Contents
3 stages of human ore processing
People get acquainted, meet, fall in love, get married… The path from acquaintance to marriage is approximately the same for all harmonious couples. And if you approach this process with a clear head, not obscured by prejudices and romantic beliefs such as “love will suddenly come” and “finding That One is a great success”, then the principle of action becomes extremely specific. As a production-conveyor in metallurgy.
So, let’s take you — a decent person with a lot of virtues, smart, rich, handsome, but for some reason lonely. Based on the assumption (by the way, very correct), since you, so gorgeous and beautiful, are on a dating site, then someone else, just as gorgeous and beautiful, is also sitting here somewhere. All you have to do is stumble upon each other, and everything you want will happen to mutual joy. The desired usually sounds like this: «To build a harmonious, close, warm love relationship with the prospect of creating a family.» A very good human desire, equally inherent in both men and women.
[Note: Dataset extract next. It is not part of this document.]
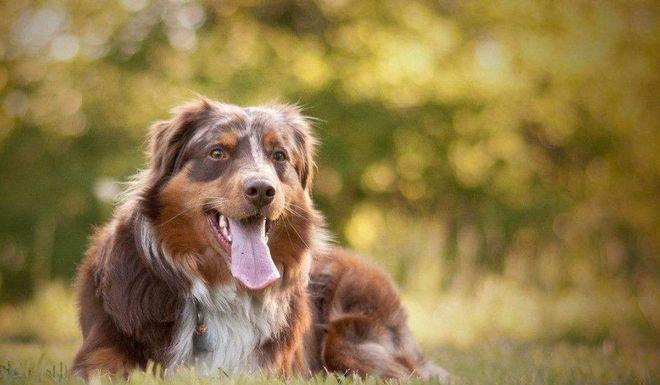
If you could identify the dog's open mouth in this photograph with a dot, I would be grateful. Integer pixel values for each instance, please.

What do we actually have? You spend half a year on a dating site, for the third or fourth month you sluggishly correspond with someone, you even went on a date with a couple of candidates or candidates. And there are still no “butterflies in the stomach”, “magic” does not happen, “divine sparks” do not want to fly when looking at the one who came.
And now, attention! Working strategy. How to find gold in the sand, or instructions for processing human ore.
1. To obtain metal from ore, it is necessary to remove waste rock and, by decomposition of the ore mineral, separate the metal from the elements chemically associated with it.
Determine for yourself what kind of man you would marry / what woman you would marry. Write the important qualities of a person to whom you would gladly say: “Yes!”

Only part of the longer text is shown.